As Sun gets set to announce its Sun ONE Application Server 7 at LinuxWorld, and plans to ship its Sun ONE Linux Desktop in the second quarter of 2003, the company along with Ximian will unveil plans to distribute a new connector called the Sun ONE Connector for Ximian Evolution. The connector will be available in mid-2003 through both Ximian and Sun.

Evolution, which first shipped in December 2001, has emerged as a popular open-source e-mail and calendaring client and is bundled with a variety of leading Linux distributions including Red Hat, SuSE, Mandrake and Lindows.

The connector will give Linux and Solaris users a fully enabled client for e-mail, calendaring and scheduling, and other personal information tasks, said Jon Perr, director of marketing for Ximian.

As Ximian's Connector for Exchange enabled the Evolution client for Microsoft Exchange, this connector will enable Linux and Windows users to have a fully functional e-mail and groupware client to run with the Sun ONE Messaging Server and collaboration server, said Perr.

"It's an Evolution client for Linux and Unix," Perr said during a meeting at the Javits Center in New York. "It's a partnership whereby Sun and Ximian are integrating Evolution client with Sun ONE servers."

Since launching its first Linux distribution and LX50 server last year, Sun has been moving more aggressively to add Linux software support for customers.
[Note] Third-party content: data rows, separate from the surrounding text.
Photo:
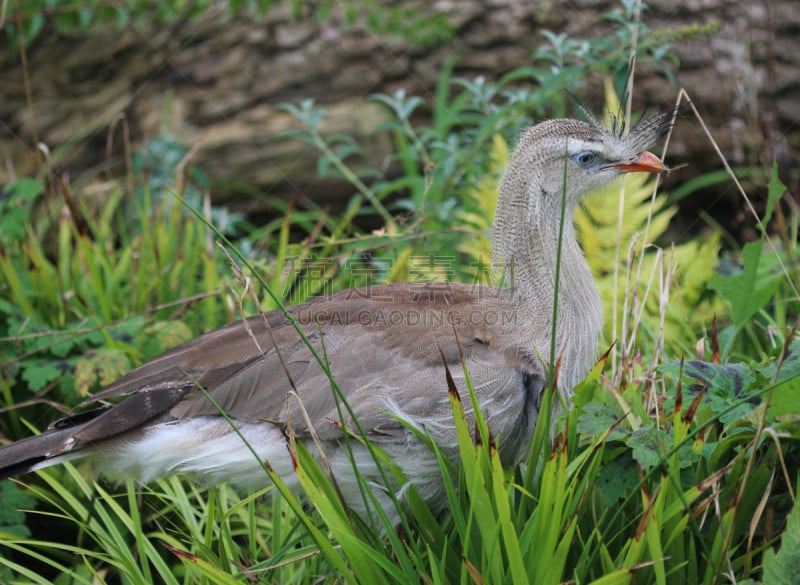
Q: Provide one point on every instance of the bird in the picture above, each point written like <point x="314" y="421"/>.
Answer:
<point x="389" y="349"/>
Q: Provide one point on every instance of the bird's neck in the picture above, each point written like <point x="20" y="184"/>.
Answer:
<point x="579" y="316"/>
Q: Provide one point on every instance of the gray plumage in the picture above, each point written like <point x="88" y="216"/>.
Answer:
<point x="385" y="347"/>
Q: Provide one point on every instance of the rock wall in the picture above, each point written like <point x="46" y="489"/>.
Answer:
<point x="215" y="81"/>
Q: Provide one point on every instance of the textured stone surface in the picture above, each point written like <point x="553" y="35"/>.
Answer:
<point x="216" y="81"/>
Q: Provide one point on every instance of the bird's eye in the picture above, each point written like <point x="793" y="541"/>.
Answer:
<point x="586" y="158"/>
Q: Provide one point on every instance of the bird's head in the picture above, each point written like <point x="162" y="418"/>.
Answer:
<point x="573" y="157"/>
<point x="561" y="160"/>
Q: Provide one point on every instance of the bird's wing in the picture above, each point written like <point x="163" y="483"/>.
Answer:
<point x="384" y="346"/>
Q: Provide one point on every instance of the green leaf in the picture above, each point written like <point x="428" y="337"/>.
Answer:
<point x="776" y="191"/>
<point x="596" y="419"/>
<point x="618" y="479"/>
<point x="38" y="372"/>
<point x="744" y="291"/>
<point x="12" y="501"/>
<point x="100" y="367"/>
<point x="783" y="567"/>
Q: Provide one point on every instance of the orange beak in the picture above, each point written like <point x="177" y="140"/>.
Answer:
<point x="646" y="162"/>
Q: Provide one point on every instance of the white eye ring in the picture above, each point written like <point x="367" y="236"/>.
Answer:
<point x="586" y="158"/>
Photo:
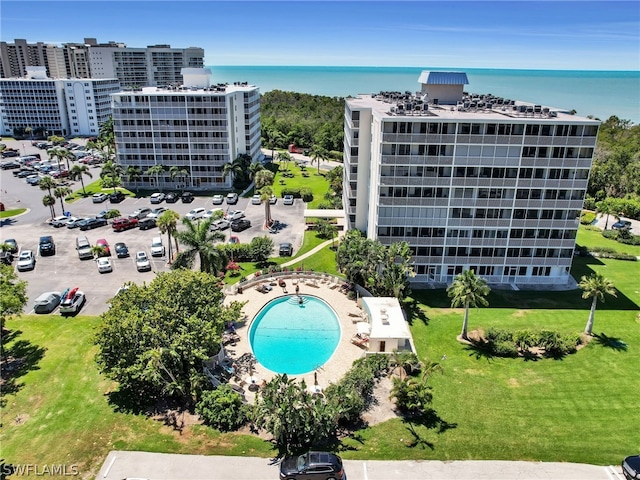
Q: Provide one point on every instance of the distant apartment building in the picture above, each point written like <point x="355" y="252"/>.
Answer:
<point x="134" y="67"/>
<point x="49" y="106"/>
<point x="196" y="127"/>
<point x="469" y="181"/>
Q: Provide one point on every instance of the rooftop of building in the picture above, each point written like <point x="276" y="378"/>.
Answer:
<point x="468" y="106"/>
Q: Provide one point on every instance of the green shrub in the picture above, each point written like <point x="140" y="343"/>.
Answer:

Sun's planned Sun ONE Linux Desktop is now scheduled for delivery during the second quarter of 2003, a Sun spokeswoman said. It will incorporate an enhanced version of Ximian's Evolution client based on GNOME 2.0, Ximian's Perr said.

Additionally, Sun is expected to announce availability of its Sun ONE Application Server 7 for Linux at the New York show. AppServer 7 was first announced last fall for Unix and Windows.